There were five cases in the late 1980s (Louisiana, Michigan, Missouri, Oklahoma, and Tennessee) in which statistically significant faster economic growth followed the intra-state branching deregulations. I noticed that in all of these five cases, inter-state banking deregulations also took place before or at least at the same year of the intra-state branching deregulations. I believe that, in these five cases, the opening of market to not only in-state but also large, out-of-state competitors (mainly from New York /North Carolina/California) created greater competitive pressures than the earlier deregulations that typically allowed competitions from within the state only.
I would also like to emphasize that, all of the state-level deregulations are not the same, although all of them are called “bank branching deregulation.” (Similarly, in the context of the Card/Krueger study, minimum wage of $5.05 may not be binding in New Jersey or for skilled workers, but it may be strictly binding in the poorer Southern states).

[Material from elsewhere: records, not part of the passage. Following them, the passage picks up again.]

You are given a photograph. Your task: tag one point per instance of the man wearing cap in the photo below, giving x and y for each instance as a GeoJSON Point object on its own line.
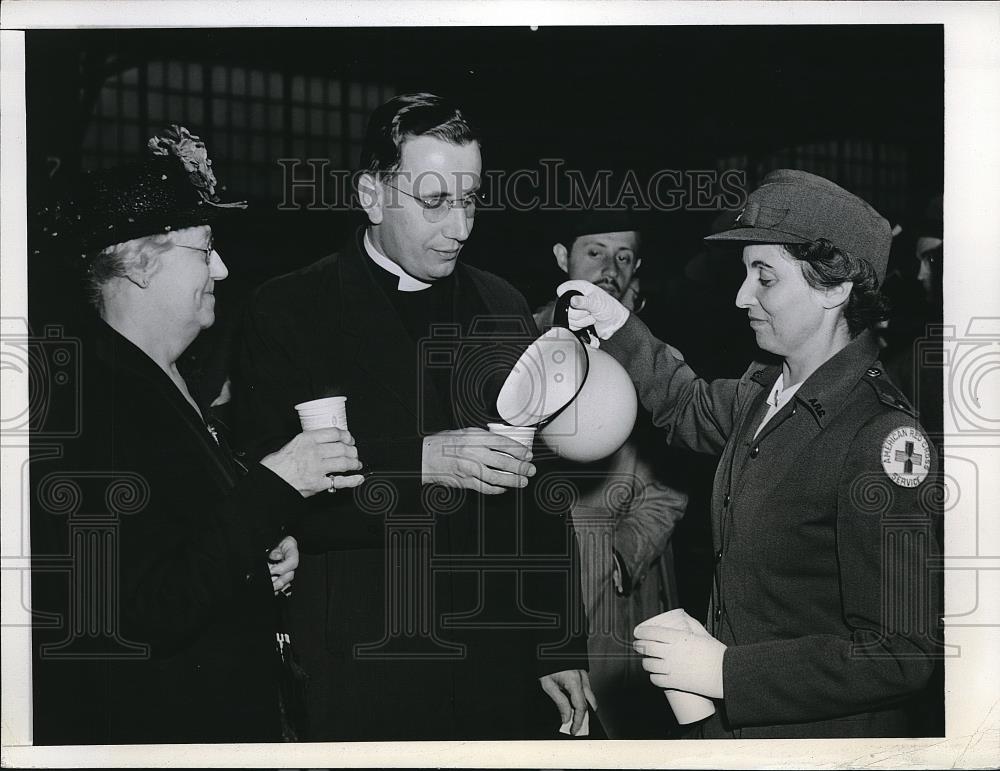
{"type": "Point", "coordinates": [435, 603]}
{"type": "Point", "coordinates": [823, 618]}
{"type": "Point", "coordinates": [623, 514]}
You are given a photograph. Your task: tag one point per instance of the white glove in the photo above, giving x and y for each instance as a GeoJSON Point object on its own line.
{"type": "Point", "coordinates": [595, 309]}
{"type": "Point", "coordinates": [680, 659]}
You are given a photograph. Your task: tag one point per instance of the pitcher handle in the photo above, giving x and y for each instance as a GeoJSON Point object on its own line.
{"type": "Point", "coordinates": [560, 317]}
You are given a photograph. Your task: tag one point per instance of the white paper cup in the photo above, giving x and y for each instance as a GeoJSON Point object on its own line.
{"type": "Point", "coordinates": [521, 434]}
{"type": "Point", "coordinates": [687, 707]}
{"type": "Point", "coordinates": [330, 412]}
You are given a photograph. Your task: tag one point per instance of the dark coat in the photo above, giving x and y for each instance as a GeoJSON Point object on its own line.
{"type": "Point", "coordinates": [174, 612]}
{"type": "Point", "coordinates": [823, 587]}
{"type": "Point", "coordinates": [419, 610]}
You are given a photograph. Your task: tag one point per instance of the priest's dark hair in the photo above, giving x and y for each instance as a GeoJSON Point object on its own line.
{"type": "Point", "coordinates": [411, 115]}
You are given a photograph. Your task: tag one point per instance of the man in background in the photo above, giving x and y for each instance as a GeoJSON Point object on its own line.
{"type": "Point", "coordinates": [624, 515]}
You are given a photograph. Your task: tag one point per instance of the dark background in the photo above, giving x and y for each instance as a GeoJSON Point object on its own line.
{"type": "Point", "coordinates": [618, 98]}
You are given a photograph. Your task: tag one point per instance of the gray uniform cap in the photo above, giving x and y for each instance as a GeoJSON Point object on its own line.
{"type": "Point", "coordinates": [796, 207]}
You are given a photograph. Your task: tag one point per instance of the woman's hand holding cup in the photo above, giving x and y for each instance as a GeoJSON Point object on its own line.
{"type": "Point", "coordinates": [317, 461]}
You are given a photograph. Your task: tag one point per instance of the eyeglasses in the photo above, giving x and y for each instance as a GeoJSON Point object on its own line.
{"type": "Point", "coordinates": [436, 209]}
{"type": "Point", "coordinates": [206, 250]}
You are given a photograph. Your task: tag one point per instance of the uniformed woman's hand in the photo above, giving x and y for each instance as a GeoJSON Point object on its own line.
{"type": "Point", "coordinates": [283, 559]}
{"type": "Point", "coordinates": [595, 309]}
{"type": "Point", "coordinates": [680, 659]}
{"type": "Point", "coordinates": [475, 459]}
{"type": "Point", "coordinates": [314, 460]}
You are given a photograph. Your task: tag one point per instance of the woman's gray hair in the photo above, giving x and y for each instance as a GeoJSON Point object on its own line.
{"type": "Point", "coordinates": [117, 260]}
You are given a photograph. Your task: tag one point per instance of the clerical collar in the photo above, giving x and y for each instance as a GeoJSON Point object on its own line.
{"type": "Point", "coordinates": [407, 283]}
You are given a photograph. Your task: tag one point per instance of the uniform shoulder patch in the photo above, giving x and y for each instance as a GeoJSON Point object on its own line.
{"type": "Point", "coordinates": [906, 456]}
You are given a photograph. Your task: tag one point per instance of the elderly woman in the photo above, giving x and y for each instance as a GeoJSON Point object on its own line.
{"type": "Point", "coordinates": [187, 651]}
{"type": "Point", "coordinates": [822, 620]}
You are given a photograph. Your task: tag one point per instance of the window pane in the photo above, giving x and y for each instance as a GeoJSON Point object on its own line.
{"type": "Point", "coordinates": [219, 79]}
{"type": "Point", "coordinates": [154, 106]}
{"type": "Point", "coordinates": [356, 125]}
{"type": "Point", "coordinates": [90, 140]}
{"type": "Point", "coordinates": [256, 83]}
{"type": "Point", "coordinates": [333, 123]}
{"type": "Point", "coordinates": [275, 87]}
{"type": "Point", "coordinates": [333, 93]}
{"type": "Point", "coordinates": [238, 82]}
{"type": "Point", "coordinates": [276, 117]}
{"type": "Point", "coordinates": [238, 115]}
{"type": "Point", "coordinates": [175, 76]}
{"type": "Point", "coordinates": [175, 108]}
{"type": "Point", "coordinates": [194, 77]}
{"type": "Point", "coordinates": [316, 90]}
{"type": "Point", "coordinates": [316, 122]}
{"type": "Point", "coordinates": [108, 104]}
{"type": "Point", "coordinates": [258, 150]}
{"type": "Point", "coordinates": [220, 112]}
{"type": "Point", "coordinates": [257, 115]}
{"type": "Point", "coordinates": [131, 142]}
{"type": "Point", "coordinates": [195, 110]}
{"type": "Point", "coordinates": [130, 104]}
{"type": "Point", "coordinates": [109, 136]}
{"type": "Point", "coordinates": [238, 147]}
{"type": "Point", "coordinates": [154, 74]}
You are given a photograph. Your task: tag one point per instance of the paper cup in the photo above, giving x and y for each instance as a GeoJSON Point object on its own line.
{"type": "Point", "coordinates": [330, 412]}
{"type": "Point", "coordinates": [521, 434]}
{"type": "Point", "coordinates": [687, 707]}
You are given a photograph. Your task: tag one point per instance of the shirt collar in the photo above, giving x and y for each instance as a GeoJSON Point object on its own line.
{"type": "Point", "coordinates": [407, 283]}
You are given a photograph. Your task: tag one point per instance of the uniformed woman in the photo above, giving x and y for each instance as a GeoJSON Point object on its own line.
{"type": "Point", "coordinates": [823, 617]}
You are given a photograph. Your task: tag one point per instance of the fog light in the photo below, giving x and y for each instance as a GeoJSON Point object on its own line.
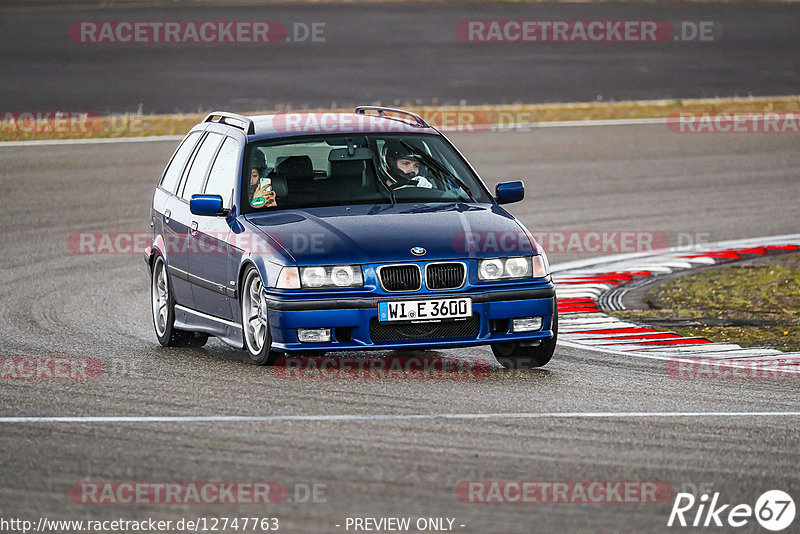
{"type": "Point", "coordinates": [314, 335]}
{"type": "Point", "coordinates": [526, 324]}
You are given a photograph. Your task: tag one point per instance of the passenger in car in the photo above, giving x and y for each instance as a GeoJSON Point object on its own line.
{"type": "Point", "coordinates": [260, 190]}
{"type": "Point", "coordinates": [401, 167]}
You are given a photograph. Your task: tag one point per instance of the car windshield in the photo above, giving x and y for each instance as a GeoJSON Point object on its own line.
{"type": "Point", "coordinates": [356, 169]}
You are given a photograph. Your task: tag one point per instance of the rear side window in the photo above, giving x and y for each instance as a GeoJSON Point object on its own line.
{"type": "Point", "coordinates": [202, 158]}
{"type": "Point", "coordinates": [224, 172]}
{"type": "Point", "coordinates": [173, 172]}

The effect of a specific deregulation depends on where and when it takes place; and the level of local banking market competition before the de jure deregulation. For example, I noticed from the study's evaluation results that, in previously more concentrated (competitive) local markets, the branching deregulations were in general associated with larger (smaller) effects. The explanation is straightforward: if there was already sufficient high level of competition in the local banking market (in particular in large urban markets such as NYC) even if the competition arose from local players only, the exclusion of outsiders may not have been a binding constraint for the local economy.
I believe that a very natural next step for this line of policy evaluation studies would be to look into the heterogeneity of the evaluation results and study why some states/counties benefit more (or less) from a same policy change, and whether some sectors/segments of the economy or population benefit more than do others. Such results, which are more informative than the typical "average effect" results seen in many studies, could help shed light on many competing hypotheses regarding how a certain policy change affects the economy. Indeed, many economic policies have distributional effects, which are not evident if only the average level effects are examined and reported.